The availability of the Internet, Sony PlayStation and Game Boy worked against roller skating as a means of leisure as well, said Jones, a fixture at the rink for the most part since 1978.
“The enjoyment of running the roller skating business is no longer there,” he said.
Indeed, the rink has been struggling financially for some years, depending largely on receipts coming from children’s birthday parties and school-based outings, Jones acknowledged.
All of those types of events that were scheduled beyond Saturday have now been canceled and the rink shuttered largely due to a dispute between landlord and tenant.
Specifically, Jones, the tenant and principal in Roller Property Management Inc., says that he and the building owner, Eatontown Roller Rink, of Ocean Township, have been unable to negotiate a lease that both he and the landlord’s representative, Morris Levy, could live with.
“Mr. Levy’s firm and I could not come to terms about the conditions of the lease,” Jones said.
Up until July 2002, Jones had an interest in the 23,000-square-foot brick building. But he sold his interest to a real estate management firm, which was subsequently taken over by Eatontown Roller Rink.
Given the present circumstances, and the seemingly uphill battle to operate in the black, Jones decided last month to call it a day.
“I sold [my interest] three years ago. It’s better to end it now,” Jones said.
As far as the future of the building and the land it sits on are concerned, Jones was uncertain about what type of business might replace it.

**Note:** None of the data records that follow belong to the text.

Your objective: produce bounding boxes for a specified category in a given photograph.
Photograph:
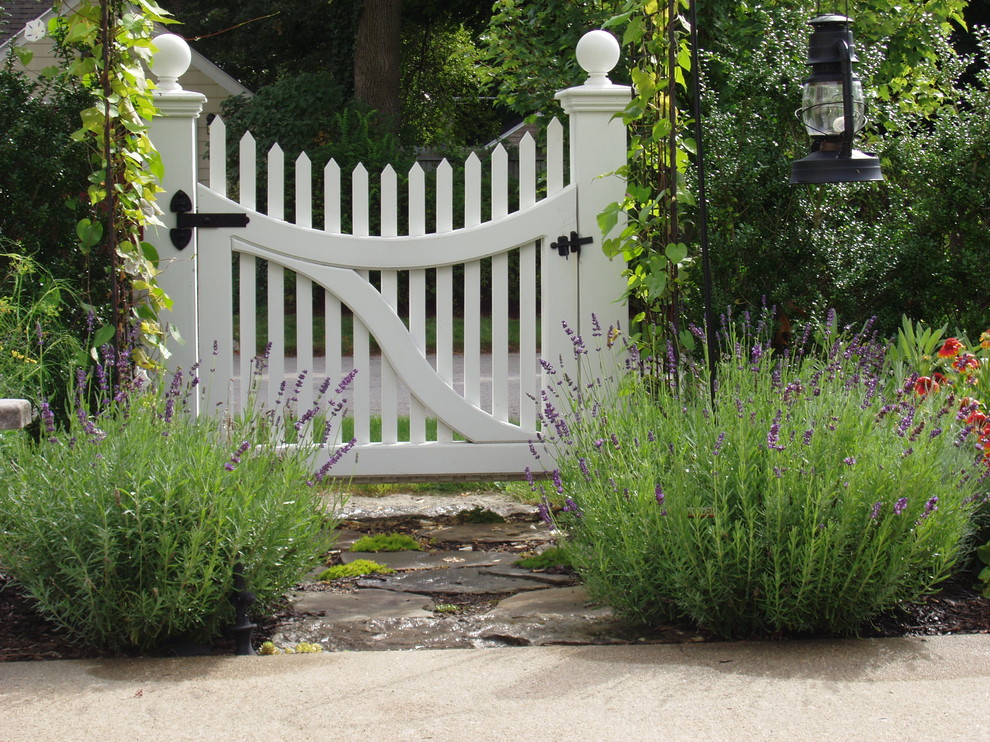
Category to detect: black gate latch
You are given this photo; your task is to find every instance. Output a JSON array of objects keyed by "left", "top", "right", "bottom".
[
  {"left": 550, "top": 232, "right": 594, "bottom": 258},
  {"left": 168, "top": 191, "right": 250, "bottom": 250}
]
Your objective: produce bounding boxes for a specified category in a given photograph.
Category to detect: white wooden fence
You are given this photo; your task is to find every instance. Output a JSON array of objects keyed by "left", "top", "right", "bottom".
[{"left": 150, "top": 32, "right": 629, "bottom": 479}]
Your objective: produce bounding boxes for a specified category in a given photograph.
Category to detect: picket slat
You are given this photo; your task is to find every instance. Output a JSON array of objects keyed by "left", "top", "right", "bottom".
[
  {"left": 491, "top": 144, "right": 509, "bottom": 420},
  {"left": 351, "top": 165, "right": 371, "bottom": 443},
  {"left": 464, "top": 152, "right": 481, "bottom": 407},
  {"left": 296, "top": 152, "right": 313, "bottom": 227},
  {"left": 323, "top": 160, "right": 341, "bottom": 234},
  {"left": 210, "top": 116, "right": 227, "bottom": 198},
  {"left": 436, "top": 160, "right": 454, "bottom": 442},
  {"left": 237, "top": 131, "right": 258, "bottom": 210},
  {"left": 381, "top": 165, "right": 399, "bottom": 443}
]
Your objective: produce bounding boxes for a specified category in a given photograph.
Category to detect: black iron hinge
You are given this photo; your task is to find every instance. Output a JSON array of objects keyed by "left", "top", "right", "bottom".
[
  {"left": 550, "top": 232, "right": 594, "bottom": 258},
  {"left": 168, "top": 191, "right": 250, "bottom": 250}
]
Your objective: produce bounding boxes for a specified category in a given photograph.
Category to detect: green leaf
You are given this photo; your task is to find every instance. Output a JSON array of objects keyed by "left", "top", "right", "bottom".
[
  {"left": 14, "top": 46, "right": 34, "bottom": 67},
  {"left": 663, "top": 243, "right": 687, "bottom": 265},
  {"left": 93, "top": 325, "right": 114, "bottom": 348}
]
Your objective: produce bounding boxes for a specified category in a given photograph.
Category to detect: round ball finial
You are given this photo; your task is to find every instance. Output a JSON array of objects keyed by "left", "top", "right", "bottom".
[
  {"left": 151, "top": 33, "right": 192, "bottom": 91},
  {"left": 577, "top": 30, "right": 619, "bottom": 87}
]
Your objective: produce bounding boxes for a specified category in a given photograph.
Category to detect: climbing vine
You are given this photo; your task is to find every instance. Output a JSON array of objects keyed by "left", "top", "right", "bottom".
[
  {"left": 44, "top": 0, "right": 171, "bottom": 367},
  {"left": 599, "top": 0, "right": 694, "bottom": 354}
]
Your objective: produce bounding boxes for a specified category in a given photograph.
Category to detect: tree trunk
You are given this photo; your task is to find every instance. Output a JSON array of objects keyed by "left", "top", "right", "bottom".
[{"left": 354, "top": 0, "right": 402, "bottom": 131}]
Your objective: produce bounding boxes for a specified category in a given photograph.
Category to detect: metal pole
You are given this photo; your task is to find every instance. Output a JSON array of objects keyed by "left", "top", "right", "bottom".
[{"left": 690, "top": 0, "right": 718, "bottom": 412}]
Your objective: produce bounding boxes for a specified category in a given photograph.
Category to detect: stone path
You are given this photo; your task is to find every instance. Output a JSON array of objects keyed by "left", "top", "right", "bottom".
[{"left": 272, "top": 495, "right": 690, "bottom": 651}]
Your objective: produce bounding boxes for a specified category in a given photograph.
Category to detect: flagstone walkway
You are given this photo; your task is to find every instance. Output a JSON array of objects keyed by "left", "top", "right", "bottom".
[{"left": 272, "top": 495, "right": 691, "bottom": 651}]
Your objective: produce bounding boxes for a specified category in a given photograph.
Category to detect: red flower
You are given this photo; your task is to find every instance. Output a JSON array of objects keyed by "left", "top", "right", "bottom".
[
  {"left": 952, "top": 353, "right": 980, "bottom": 374},
  {"left": 966, "top": 410, "right": 987, "bottom": 428},
  {"left": 938, "top": 338, "right": 966, "bottom": 358},
  {"left": 914, "top": 376, "right": 940, "bottom": 397}
]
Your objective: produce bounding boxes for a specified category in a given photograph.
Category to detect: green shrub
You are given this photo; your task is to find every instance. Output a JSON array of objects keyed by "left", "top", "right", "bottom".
[
  {"left": 349, "top": 533, "right": 423, "bottom": 552},
  {"left": 316, "top": 559, "right": 395, "bottom": 582},
  {"left": 0, "top": 365, "right": 348, "bottom": 651},
  {"left": 0, "top": 254, "right": 85, "bottom": 410},
  {"left": 544, "top": 316, "right": 986, "bottom": 637}
]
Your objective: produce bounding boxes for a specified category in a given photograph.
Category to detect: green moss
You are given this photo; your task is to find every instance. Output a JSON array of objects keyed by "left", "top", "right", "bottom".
[
  {"left": 457, "top": 505, "right": 505, "bottom": 523},
  {"left": 515, "top": 546, "right": 571, "bottom": 569},
  {"left": 348, "top": 533, "right": 423, "bottom": 552},
  {"left": 316, "top": 559, "right": 395, "bottom": 582}
]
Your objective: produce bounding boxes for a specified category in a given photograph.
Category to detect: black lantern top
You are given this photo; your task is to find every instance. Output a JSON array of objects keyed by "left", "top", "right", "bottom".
[{"left": 791, "top": 15, "right": 883, "bottom": 183}]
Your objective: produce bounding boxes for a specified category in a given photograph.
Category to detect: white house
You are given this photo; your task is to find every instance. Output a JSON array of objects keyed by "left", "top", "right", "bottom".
[{"left": 0, "top": 0, "right": 251, "bottom": 181}]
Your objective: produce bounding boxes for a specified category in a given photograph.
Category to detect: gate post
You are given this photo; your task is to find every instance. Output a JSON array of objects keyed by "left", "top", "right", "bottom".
[
  {"left": 556, "top": 31, "right": 632, "bottom": 361},
  {"left": 146, "top": 34, "right": 206, "bottom": 380}
]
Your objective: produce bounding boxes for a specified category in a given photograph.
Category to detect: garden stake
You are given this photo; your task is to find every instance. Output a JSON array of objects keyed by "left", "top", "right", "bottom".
[{"left": 230, "top": 562, "right": 258, "bottom": 654}]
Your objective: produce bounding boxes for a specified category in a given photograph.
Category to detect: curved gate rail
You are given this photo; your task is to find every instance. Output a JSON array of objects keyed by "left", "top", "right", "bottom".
[{"left": 152, "top": 33, "right": 629, "bottom": 479}]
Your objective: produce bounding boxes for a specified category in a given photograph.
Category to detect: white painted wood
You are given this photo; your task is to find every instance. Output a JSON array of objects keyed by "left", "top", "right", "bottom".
[
  {"left": 492, "top": 144, "right": 509, "bottom": 420},
  {"left": 268, "top": 144, "right": 285, "bottom": 220},
  {"left": 323, "top": 160, "right": 341, "bottom": 234},
  {"left": 436, "top": 160, "right": 454, "bottom": 442},
  {"left": 381, "top": 165, "right": 400, "bottom": 443},
  {"left": 154, "top": 37, "right": 628, "bottom": 478},
  {"left": 210, "top": 116, "right": 227, "bottom": 196},
  {"left": 239, "top": 131, "right": 258, "bottom": 211},
  {"left": 408, "top": 163, "right": 427, "bottom": 443},
  {"left": 237, "top": 253, "right": 259, "bottom": 409},
  {"left": 268, "top": 144, "right": 287, "bottom": 407},
  {"left": 231, "top": 236, "right": 533, "bottom": 443},
  {"left": 547, "top": 119, "right": 564, "bottom": 196},
  {"left": 519, "top": 242, "right": 540, "bottom": 430},
  {"left": 519, "top": 133, "right": 539, "bottom": 429},
  {"left": 295, "top": 152, "right": 313, "bottom": 227},
  {"left": 350, "top": 165, "right": 371, "bottom": 443},
  {"left": 462, "top": 152, "right": 481, "bottom": 407}
]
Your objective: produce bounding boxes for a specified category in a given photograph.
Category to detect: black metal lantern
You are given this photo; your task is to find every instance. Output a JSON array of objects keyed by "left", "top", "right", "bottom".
[{"left": 791, "top": 15, "right": 883, "bottom": 183}]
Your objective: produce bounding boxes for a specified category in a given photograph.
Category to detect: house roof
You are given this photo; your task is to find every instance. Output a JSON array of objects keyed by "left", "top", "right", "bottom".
[
  {"left": 0, "top": 0, "right": 52, "bottom": 46},
  {"left": 0, "top": 0, "right": 251, "bottom": 95}
]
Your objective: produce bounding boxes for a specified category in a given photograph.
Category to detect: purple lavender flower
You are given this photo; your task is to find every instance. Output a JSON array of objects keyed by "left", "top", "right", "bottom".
[
  {"left": 524, "top": 468, "right": 536, "bottom": 492},
  {"left": 767, "top": 410, "right": 784, "bottom": 451},
  {"left": 536, "top": 497, "right": 553, "bottom": 528},
  {"left": 333, "top": 368, "right": 357, "bottom": 396},
  {"left": 712, "top": 430, "right": 725, "bottom": 456}
]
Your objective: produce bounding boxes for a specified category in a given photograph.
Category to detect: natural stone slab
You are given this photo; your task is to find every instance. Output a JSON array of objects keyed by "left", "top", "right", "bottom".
[
  {"left": 0, "top": 399, "right": 31, "bottom": 430},
  {"left": 340, "top": 551, "right": 519, "bottom": 570},
  {"left": 337, "top": 492, "right": 539, "bottom": 520},
  {"left": 292, "top": 590, "right": 433, "bottom": 623},
  {"left": 333, "top": 528, "right": 368, "bottom": 549},
  {"left": 485, "top": 568, "right": 577, "bottom": 586},
  {"left": 357, "top": 567, "right": 546, "bottom": 595},
  {"left": 416, "top": 523, "right": 554, "bottom": 544},
  {"left": 486, "top": 585, "right": 613, "bottom": 620}
]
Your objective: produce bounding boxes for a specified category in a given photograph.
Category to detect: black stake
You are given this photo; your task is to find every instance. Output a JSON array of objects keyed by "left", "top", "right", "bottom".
[{"left": 230, "top": 562, "right": 258, "bottom": 655}]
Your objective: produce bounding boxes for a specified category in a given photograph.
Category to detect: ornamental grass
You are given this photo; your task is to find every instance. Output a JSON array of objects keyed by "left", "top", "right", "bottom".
[{"left": 542, "top": 312, "right": 987, "bottom": 638}]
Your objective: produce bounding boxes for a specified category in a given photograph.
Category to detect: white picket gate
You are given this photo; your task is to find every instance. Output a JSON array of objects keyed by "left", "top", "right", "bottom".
[{"left": 149, "top": 32, "right": 629, "bottom": 480}]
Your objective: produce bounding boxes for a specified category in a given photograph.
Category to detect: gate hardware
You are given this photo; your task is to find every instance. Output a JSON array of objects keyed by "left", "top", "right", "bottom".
[
  {"left": 168, "top": 191, "right": 250, "bottom": 250},
  {"left": 550, "top": 232, "right": 594, "bottom": 258}
]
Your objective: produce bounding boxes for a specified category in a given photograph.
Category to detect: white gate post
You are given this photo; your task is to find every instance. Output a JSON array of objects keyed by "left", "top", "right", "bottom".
[
  {"left": 145, "top": 34, "right": 206, "bottom": 380},
  {"left": 556, "top": 31, "right": 631, "bottom": 360}
]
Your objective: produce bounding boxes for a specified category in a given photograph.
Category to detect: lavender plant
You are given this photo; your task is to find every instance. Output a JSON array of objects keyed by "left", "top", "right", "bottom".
[
  {"left": 543, "top": 316, "right": 987, "bottom": 637},
  {"left": 0, "top": 352, "right": 352, "bottom": 651}
]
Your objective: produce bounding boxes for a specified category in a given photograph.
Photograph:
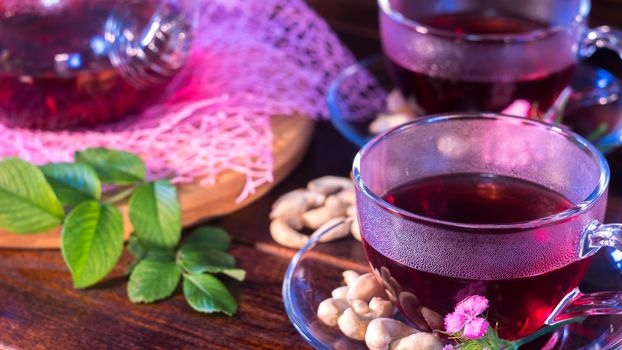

“Rumors abound” about how the property, located across Route 35 from the new Lowe’s Home Improvement Center, could be used, Jones said.
An application for a Wawa convenience store and gas station once went before borough officials, but did not win approval, Jones noted.
“It won’t be a Wawa with gas pumps,” he said.
Meanwhile, Levy did not elaborate on what had transpired between his firm and Jones as far as the lease was concerned. He did confirm that the rink had been operating in the building on a month-to-month lease.
“We allowed [Jones] to stay for a very long time,” Levy said.
The property owners have no immediate plans for any other use of the building or the land upon which it sits, according to Levy.
“We have no plans at this moment,” Levy said.
The land that the rink and its parking lot occupy is zoned for retail/commercial use, according to information previously provided by Peggy Ciok of Eatontown’s Planning and Zoning office.
As of last week, Ciok said she had not heard that any other business would supplant the rink.
Eatontown Borough Business Administrator Michael Trotta indicated that he was not aware of any prospective uses of the rink property either.
Any application calling for a new use of the property or that would deviate from the approved uses would have to be presented and heard by either the town’s Planning Board or Zoning Board of Adjustment.
Knowing that business was off, the borough had expected the rink might permanently close at some point, Trotta acknowledged.
“We’re sorry to see a long-standing business close,” Trotta said. “It has been a landmark in the community.”
The new owners are still responsible for contributing to the borough’s Council on Affordable Housing (COAH) fund, Trotta pointed out.
Under an ordinance passed by the Borough Council earlier this year, developers of commercial sites are required to pay 2 percent of the equalized assessed value of the property to the borough as a means of assisting the municipality to meet its state-mandated quota of COAH units.
Opened for skating in June 1973, the rink was one of at least seven rinks that operated in Monmouth County during the roller skating heyday of the early 1980s.
With its closure, there are no indoor, year-round roller rinks in the county, Jones said.
To prepare for shutdown last week, Jones sold off many of the rink’s fixtures to walk-in visitors.
Lights to illuminate the oblong-shaped hardwood skating floor and its perimeter were sold to the area’s remaining rinks in Jackson Township, Ocean County and in South Amboy, Middlesex County, he said.
Besides the children’s parties, the rink had also been open on Friday nights for roller hockey and in-line skating.